Vu la procédure suivante :
Procédure contentieuse antérieure :
Mme C... B... a demandé au tribunal administratif de Nice de prononcer, à titre principal, la décharge totale des droits supplémentaires de taxe sur la valeur ajoutée auxquels elle a été assujettie au titre des années 2008 et 2009 et mis en recouvrement le 22 décembre 2014, et, subsidiairement, la décharge partielle de ces droits pour un montant de 24 144 euros en application de la méthode de la marge forfaitaire.
Par un jugement n° 1600722 du 21 décembre 2018, le tribunal administratif de Nice a rejeté sa demande.
Procédure devant la Cour :
Par une requête, enregistrée le 15 février 2019, Mme B... représentée par Me D..., demande à la Cour :
1°) d'annuler le jugement du tribunal administratif de Nice n° 1600722 du 21 décembre 2018 ;
2°) de prononcer, à titre principal, la décharge totale des droits supplémentaires de taxe sur la valeur ajoutée auxquels elle a été assujettie au titre des années 2008 et 2009 et mis en recouvrement le 22 décembre 2014, et, subsidiairement, la décharge partielle de ces droits pour un montant de 24 144 euros en application de la méthode de la marge forfaitaire ;
3°) de mettre à la charge de l'Etat la somme de 4 000 euros au titre de l'article L. 761-1 du code de justice administrative.
Elle soutient que :
- la procédure d'imposition est irrégulière, l'administration a refusé de saisir la commission départementale des impôts directs et des taxes sur le chiffre d'affaires, alors que le lige est relatif à la détermination du montant du chiffre d'affaires taxable à la taxe sur la valeur ajoutée ;
- elle peut bénéficier de la marge forfaitaire prévue par le III de l'article 297 A du code général des impôts car l'application de cette marge est de droit, ne nécessite aucune option expresse et qu'elle démontre avoir entrepris des opérations de promotion des oeuvres et des artistes.
Par un mémoire en défense, enregistré le 24 mai 2019, le ministre de l'action et des comptes publics conclut au rejet de la requête.
Il soutient que les moyens invoqués par Mme B... ne sont pas fondés.
Vu les autres pièces du dossier.
Vu :
- le code général des impôts et le livre des procédures fiscales ;
- le code de justice administrative.
Les parties ont été régulièrement averties du jour de l'audience.
Ont été entendus au cours de l'audience publique :
- le rapport de M. A...,
- et les conclusions de Mme Boyer, rapporteur public.
Considérant ce qui suit :
1. Mme B... qui exerce une activité de galeriste à Saint Paul de Vence, a fait l'objet d'une vérification de comptabilité portant sur la période du 1er janvier 2008 au 31 décembre 2010 à l'issue de laquelle l'administration a remis en cause l'application du taux réduit de la taxe sur la valeur ajoutée.
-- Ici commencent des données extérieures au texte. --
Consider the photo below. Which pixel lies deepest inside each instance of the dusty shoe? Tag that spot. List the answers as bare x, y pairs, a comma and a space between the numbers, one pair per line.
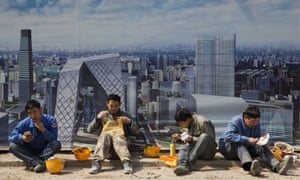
255, 168
96, 167
181, 170
285, 165
39, 168
127, 167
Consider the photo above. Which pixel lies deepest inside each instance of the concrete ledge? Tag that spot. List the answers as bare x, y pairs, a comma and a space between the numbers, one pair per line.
9, 160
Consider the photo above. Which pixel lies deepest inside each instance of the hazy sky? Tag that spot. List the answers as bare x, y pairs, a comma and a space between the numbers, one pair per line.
111, 23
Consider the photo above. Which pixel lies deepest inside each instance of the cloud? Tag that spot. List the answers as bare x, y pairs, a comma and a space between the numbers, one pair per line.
77, 24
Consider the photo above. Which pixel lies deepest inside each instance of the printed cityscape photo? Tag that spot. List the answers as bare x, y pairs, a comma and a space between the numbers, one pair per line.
214, 57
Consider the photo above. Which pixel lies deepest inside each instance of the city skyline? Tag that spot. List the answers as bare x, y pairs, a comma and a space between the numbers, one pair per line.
75, 24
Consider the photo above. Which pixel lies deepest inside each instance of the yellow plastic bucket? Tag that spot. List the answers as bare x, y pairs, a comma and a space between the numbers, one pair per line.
55, 166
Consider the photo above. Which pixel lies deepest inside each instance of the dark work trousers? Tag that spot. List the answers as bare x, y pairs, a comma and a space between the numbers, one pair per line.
236, 151
204, 148
32, 156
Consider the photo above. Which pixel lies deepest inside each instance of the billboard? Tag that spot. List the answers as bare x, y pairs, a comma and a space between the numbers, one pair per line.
213, 57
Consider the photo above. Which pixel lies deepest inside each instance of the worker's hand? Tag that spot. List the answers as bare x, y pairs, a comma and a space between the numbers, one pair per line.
253, 140
27, 137
125, 119
39, 125
102, 115
189, 139
176, 137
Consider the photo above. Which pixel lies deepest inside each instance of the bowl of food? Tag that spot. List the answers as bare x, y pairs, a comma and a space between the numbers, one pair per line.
151, 151
82, 153
55, 166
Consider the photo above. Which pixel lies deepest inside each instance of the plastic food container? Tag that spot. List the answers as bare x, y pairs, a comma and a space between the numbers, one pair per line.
151, 151
82, 153
55, 166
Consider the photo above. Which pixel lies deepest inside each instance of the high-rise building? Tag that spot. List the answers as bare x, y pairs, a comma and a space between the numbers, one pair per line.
131, 96
215, 60
25, 67
84, 85
25, 77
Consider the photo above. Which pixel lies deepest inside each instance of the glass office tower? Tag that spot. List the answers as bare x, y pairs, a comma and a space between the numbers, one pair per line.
215, 58
83, 87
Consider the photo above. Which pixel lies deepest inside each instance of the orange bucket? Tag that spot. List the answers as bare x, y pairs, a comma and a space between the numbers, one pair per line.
82, 153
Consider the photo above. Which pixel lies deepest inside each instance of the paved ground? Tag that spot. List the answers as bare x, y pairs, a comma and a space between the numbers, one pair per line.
144, 168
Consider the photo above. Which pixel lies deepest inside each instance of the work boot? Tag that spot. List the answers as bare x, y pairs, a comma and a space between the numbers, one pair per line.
96, 167
255, 168
285, 165
181, 170
39, 168
127, 167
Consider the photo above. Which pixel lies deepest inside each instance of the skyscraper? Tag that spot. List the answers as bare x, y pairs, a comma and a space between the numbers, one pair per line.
215, 58
25, 67
84, 85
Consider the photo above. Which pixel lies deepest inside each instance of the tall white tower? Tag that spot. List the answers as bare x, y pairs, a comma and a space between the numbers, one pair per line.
215, 59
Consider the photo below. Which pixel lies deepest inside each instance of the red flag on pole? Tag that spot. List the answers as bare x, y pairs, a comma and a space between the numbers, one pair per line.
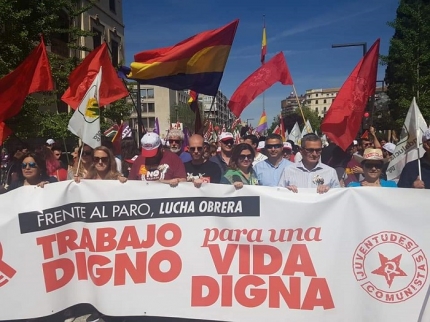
31, 76
111, 89
275, 70
344, 117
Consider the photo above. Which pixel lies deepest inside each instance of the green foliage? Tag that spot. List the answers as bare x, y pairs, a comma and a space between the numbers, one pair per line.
408, 60
21, 24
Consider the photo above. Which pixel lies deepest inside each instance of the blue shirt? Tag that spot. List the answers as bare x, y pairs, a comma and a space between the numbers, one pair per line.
383, 183
268, 174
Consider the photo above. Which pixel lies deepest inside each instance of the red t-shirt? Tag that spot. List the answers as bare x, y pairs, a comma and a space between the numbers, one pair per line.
170, 167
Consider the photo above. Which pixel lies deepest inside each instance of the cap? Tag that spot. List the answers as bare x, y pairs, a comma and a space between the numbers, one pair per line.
225, 136
261, 145
150, 143
390, 147
426, 135
287, 146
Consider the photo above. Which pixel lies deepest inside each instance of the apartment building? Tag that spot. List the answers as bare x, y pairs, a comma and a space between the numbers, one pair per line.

Des droits supplémentaires de taxe sur la valeur ajoutée au titre des années 2008 et 2009 ont été mis en recouvrement le 15 décembre 2014. Mme B... a demandé au tribunal administratif de Nice de prononcer, à titre principal, la décharge totale des droits supplémentaires de taxe sur la valeur ajoutée auxquels elle a été assujettie au titre des années 2008 et 2009 et, subsidiairement, la décharge partielle de ces droits pour un montant de 24 144 euros en application de la méthode " de la marge forfaitaire ", et par jugement n° 1600722 du 21 décembre 2018, le tribunal administratif de Nice a rejeté sa demande. C'est de ce jugement dont elle relève appel.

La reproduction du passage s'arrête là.